In case of poisoning it is vital to have as much information as possible regarding the species/poison. Have telephone numbers for the poison hotline close to the aquarium.
Since different people can have different reactions to poisons, take precautions necessary to ensure personal safety and that of the surroundings.
This poison can be dangerous if suffering from allergies.
Can be a threat to small fish
This spicies might be a threat to smaller fishes.

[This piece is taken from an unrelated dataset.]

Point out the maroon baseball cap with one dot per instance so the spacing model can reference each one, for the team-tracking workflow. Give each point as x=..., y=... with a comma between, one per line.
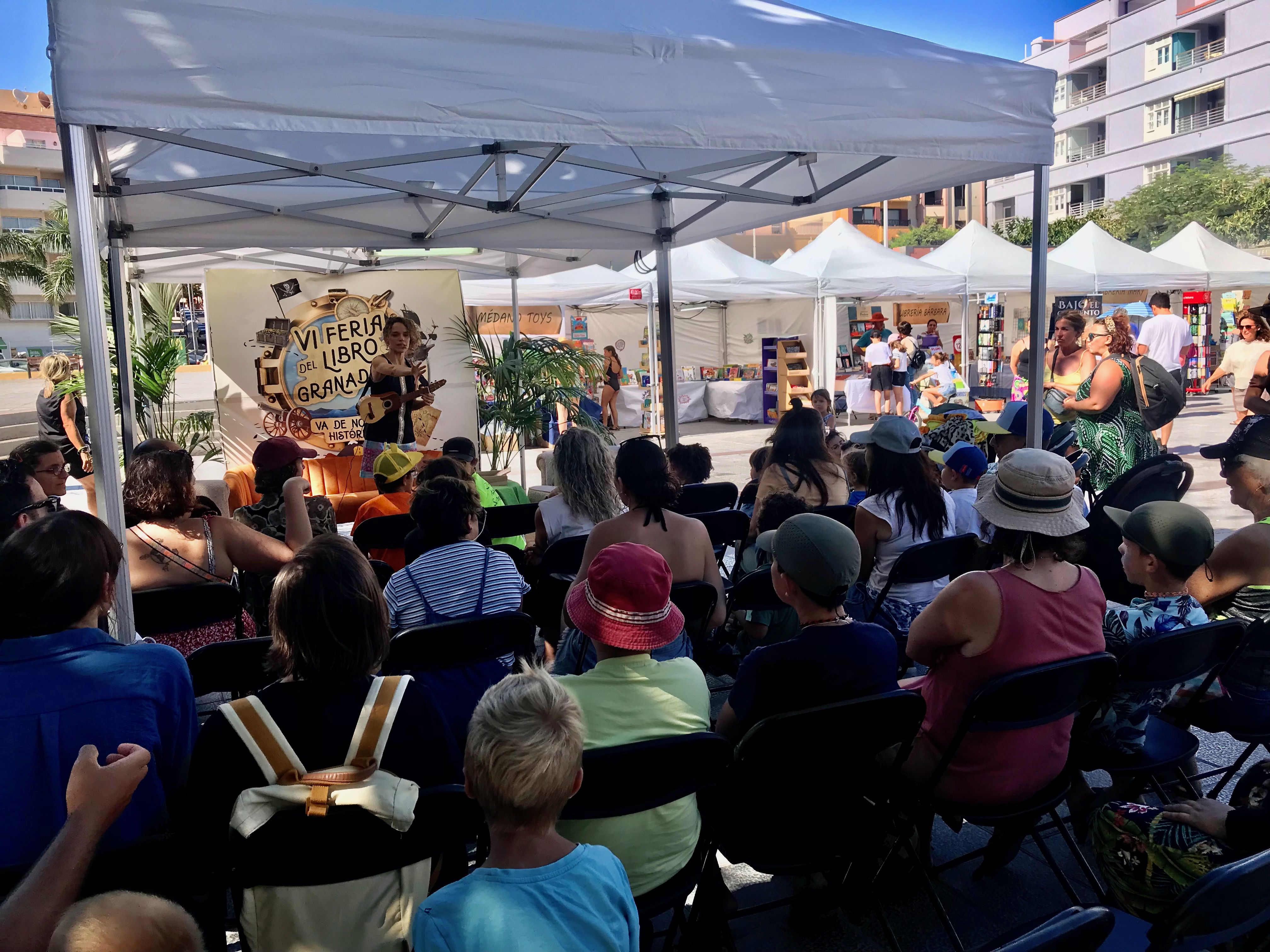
x=277, y=452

Can be a threat towards small crustaceans
This species can be a threat towards small crustaceans, e.g. small shrimp.
Take care when catching these fish
These fish should not be caught with a net, as it is all too easy to damage their large eyes.

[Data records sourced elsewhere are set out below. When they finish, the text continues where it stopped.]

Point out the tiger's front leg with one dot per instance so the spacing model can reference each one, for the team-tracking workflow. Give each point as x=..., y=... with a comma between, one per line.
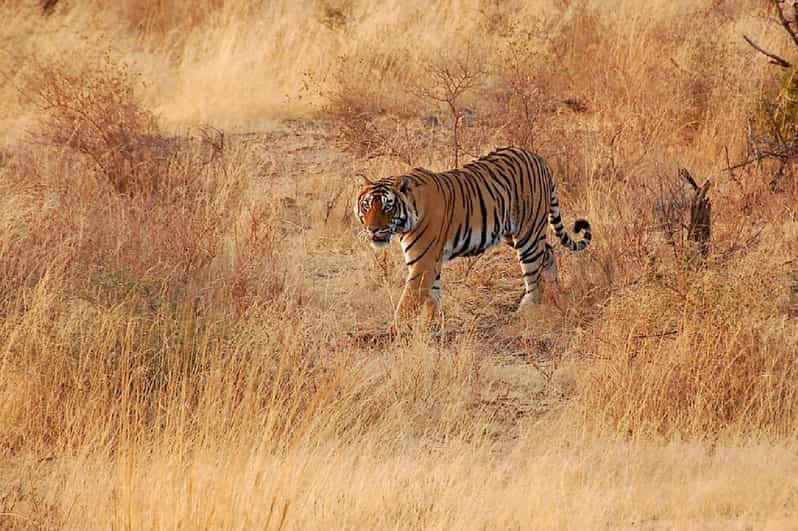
x=421, y=296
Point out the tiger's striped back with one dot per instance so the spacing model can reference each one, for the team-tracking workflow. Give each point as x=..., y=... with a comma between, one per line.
x=508, y=195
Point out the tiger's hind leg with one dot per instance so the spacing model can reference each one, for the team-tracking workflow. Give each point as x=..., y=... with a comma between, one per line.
x=532, y=257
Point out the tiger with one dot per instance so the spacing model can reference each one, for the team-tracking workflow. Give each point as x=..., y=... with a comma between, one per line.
x=505, y=196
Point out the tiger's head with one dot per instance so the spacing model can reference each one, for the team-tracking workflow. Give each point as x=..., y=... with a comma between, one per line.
x=384, y=209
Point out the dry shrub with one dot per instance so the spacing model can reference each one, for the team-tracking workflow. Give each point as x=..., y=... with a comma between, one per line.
x=90, y=104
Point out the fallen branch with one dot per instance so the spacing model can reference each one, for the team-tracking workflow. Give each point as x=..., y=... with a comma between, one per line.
x=774, y=59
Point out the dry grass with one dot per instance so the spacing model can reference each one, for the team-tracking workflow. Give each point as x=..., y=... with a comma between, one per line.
x=192, y=333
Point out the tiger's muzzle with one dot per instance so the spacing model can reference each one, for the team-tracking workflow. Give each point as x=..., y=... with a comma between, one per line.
x=380, y=237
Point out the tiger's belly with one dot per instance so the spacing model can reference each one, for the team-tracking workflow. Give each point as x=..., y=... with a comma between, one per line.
x=471, y=243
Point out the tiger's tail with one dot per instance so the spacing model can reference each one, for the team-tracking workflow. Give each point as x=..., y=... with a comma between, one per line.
x=556, y=223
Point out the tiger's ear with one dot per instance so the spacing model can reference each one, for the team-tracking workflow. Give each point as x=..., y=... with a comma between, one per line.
x=404, y=184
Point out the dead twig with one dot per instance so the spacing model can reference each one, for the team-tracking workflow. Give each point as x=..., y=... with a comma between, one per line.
x=699, y=229
x=774, y=59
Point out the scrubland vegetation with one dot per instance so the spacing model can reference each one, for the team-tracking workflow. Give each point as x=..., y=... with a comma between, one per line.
x=193, y=334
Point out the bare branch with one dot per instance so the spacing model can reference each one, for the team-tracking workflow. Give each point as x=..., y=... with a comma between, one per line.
x=775, y=59
x=784, y=22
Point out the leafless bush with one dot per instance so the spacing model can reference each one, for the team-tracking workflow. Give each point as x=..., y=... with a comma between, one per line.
x=92, y=107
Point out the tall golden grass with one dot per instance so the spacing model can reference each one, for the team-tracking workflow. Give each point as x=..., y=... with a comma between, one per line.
x=192, y=333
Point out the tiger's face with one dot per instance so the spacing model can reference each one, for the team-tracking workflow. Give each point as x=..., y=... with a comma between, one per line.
x=383, y=210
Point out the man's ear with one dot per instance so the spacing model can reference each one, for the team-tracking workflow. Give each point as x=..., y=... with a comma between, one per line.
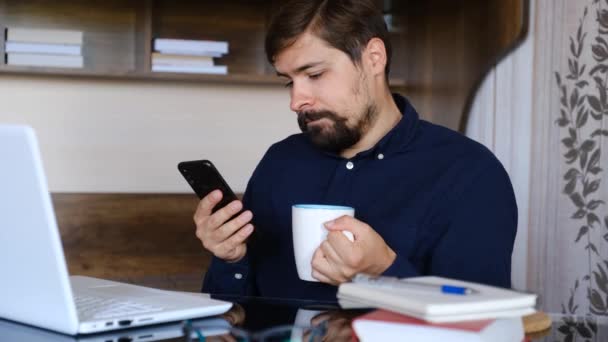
x=375, y=56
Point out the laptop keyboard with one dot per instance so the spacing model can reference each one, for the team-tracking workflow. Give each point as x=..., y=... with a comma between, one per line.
x=99, y=307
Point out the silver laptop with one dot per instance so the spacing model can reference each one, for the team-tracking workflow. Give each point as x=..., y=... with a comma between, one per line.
x=207, y=327
x=35, y=288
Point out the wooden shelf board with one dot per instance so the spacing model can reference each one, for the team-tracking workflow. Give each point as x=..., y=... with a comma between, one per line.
x=154, y=76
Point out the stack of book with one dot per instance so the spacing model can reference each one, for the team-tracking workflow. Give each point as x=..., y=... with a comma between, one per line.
x=188, y=56
x=44, y=47
x=436, y=308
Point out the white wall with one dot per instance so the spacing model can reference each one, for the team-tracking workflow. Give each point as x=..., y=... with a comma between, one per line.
x=501, y=119
x=128, y=136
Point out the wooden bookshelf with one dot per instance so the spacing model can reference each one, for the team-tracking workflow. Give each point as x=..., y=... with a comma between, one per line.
x=442, y=49
x=118, y=35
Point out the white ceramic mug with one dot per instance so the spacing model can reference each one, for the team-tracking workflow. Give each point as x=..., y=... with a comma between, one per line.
x=307, y=224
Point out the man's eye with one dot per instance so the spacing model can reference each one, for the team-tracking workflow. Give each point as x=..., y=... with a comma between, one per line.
x=315, y=76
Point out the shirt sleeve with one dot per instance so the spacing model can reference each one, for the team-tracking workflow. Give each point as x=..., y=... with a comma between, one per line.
x=228, y=278
x=235, y=278
x=478, y=242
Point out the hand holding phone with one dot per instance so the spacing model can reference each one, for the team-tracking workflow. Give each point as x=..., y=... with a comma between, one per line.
x=225, y=237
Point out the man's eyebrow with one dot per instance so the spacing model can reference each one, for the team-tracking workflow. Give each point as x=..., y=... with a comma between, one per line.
x=300, y=69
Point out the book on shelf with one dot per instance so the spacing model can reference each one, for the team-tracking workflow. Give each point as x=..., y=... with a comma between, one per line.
x=422, y=297
x=49, y=36
x=59, y=61
x=382, y=325
x=215, y=70
x=191, y=47
x=181, y=60
x=43, y=48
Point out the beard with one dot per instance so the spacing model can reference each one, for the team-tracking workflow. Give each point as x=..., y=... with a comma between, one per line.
x=337, y=136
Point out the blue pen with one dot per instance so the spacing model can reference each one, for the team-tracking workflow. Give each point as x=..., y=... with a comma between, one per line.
x=395, y=283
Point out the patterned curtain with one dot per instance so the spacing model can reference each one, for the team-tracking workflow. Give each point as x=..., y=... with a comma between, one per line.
x=566, y=242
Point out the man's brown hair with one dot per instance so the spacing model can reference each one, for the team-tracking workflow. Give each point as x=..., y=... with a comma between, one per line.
x=347, y=25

This species is nocturnal and therefore the most active when the light is dimmed or turned off.
This species can be very shy when first introduced into a new aquarium.
More aggressive fish can be introduced after this species has acclimatized.
Can be aggressive
This species can be aggressive if they are not provided with adequate space.
Overhangs and caves
This species thrives best in an aquarium with overhangs and caves.

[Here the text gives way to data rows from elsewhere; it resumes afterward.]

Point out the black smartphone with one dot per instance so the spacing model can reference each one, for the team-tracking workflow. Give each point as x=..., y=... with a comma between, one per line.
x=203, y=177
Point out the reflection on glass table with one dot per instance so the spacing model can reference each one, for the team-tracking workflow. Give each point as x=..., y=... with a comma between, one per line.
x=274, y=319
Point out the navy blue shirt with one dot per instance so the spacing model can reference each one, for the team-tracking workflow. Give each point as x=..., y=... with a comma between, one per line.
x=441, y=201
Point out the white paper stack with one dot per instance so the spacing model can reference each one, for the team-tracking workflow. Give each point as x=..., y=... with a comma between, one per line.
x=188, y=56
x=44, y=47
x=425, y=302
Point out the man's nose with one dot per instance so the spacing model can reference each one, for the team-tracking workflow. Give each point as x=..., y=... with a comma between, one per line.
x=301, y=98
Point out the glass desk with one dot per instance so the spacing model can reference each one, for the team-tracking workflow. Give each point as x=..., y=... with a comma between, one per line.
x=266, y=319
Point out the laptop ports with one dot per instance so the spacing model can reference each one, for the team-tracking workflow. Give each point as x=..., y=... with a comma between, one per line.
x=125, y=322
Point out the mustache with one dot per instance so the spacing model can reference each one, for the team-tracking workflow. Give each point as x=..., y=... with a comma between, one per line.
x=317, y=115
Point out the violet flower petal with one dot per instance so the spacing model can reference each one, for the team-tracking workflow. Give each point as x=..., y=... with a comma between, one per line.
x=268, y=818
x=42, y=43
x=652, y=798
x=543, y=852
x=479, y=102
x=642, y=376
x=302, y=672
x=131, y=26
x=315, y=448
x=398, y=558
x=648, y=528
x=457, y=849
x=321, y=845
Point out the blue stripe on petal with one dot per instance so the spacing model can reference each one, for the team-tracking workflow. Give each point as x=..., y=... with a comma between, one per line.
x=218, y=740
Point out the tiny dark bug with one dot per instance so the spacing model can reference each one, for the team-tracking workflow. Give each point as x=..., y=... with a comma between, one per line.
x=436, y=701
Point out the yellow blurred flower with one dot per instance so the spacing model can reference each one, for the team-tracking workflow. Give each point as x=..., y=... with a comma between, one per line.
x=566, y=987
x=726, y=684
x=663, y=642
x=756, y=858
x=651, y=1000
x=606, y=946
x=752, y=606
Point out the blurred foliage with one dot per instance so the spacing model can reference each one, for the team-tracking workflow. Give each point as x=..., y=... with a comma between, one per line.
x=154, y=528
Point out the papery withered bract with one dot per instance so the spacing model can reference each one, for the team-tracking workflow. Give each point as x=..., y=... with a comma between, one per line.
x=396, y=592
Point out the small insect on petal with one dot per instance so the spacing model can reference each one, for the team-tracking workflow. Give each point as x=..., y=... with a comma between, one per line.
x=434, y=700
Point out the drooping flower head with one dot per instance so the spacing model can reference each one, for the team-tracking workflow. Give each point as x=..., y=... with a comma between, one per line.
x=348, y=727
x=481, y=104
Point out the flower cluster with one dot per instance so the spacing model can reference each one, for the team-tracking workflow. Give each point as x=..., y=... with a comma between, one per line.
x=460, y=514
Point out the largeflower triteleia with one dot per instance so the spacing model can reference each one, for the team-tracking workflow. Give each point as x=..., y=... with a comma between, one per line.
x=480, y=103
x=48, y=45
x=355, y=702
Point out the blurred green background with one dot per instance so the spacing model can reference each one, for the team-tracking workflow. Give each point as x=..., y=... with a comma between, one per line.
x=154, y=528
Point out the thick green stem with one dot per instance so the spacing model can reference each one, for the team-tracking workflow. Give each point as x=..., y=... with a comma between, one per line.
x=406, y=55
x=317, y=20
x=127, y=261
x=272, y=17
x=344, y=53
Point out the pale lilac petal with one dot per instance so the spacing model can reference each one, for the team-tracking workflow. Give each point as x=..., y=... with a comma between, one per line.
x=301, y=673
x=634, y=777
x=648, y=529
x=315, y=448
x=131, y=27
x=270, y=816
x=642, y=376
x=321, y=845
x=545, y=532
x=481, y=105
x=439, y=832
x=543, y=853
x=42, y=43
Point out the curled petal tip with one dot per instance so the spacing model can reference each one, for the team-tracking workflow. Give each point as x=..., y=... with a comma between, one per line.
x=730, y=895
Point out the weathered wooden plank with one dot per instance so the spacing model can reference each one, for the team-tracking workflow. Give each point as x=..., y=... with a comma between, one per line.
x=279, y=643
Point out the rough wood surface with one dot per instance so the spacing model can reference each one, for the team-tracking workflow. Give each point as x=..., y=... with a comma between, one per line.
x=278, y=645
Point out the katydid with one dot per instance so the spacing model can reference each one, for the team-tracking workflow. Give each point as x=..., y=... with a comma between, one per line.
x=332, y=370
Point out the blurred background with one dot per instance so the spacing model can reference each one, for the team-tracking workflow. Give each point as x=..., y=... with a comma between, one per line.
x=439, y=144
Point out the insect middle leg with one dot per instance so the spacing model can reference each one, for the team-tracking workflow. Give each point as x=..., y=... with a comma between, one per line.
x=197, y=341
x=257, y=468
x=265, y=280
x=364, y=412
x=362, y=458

Family description (Holocentridae)
Squirrel-/Soldierfish (Holocentrinae and Myripristinae) are normally a red/grey colour and very secretive.
As to how much they hide, varies from fish to fish, what they do have in common however, is that they are most active when the lights are off, but will, with time, come out more while the lights are on.
Squirrel-/Soldierfish are not generally a threat to other aquarium animals, but will sometimes eat very small fish and invertebrates.
Neither Squirrelfish or Soldierfish are particularly aggressive, and whilst most species can be kept in a small group, they will sometimes fight amongst themselves. In this case, space must be taken into consideration as the Squirrelfish will sometimes chase the less aggressive Soldierfish, if space is lacking.
It is easy enough to get both fish types to eat, but if they do not come out during the day it is best to feed them when the lights are off. In the beginning it might be necessary to lure them out with live food.
Squirrelfish have spikes on their head and gills which easily get caught in fishnets, so avoid those.
Being scratched by some species of Squirrelfish can result in an ugly wound and be painful, as some are actually poisonous.
If one is not careful when capturing and transporting these fish, their eyes can be damaged.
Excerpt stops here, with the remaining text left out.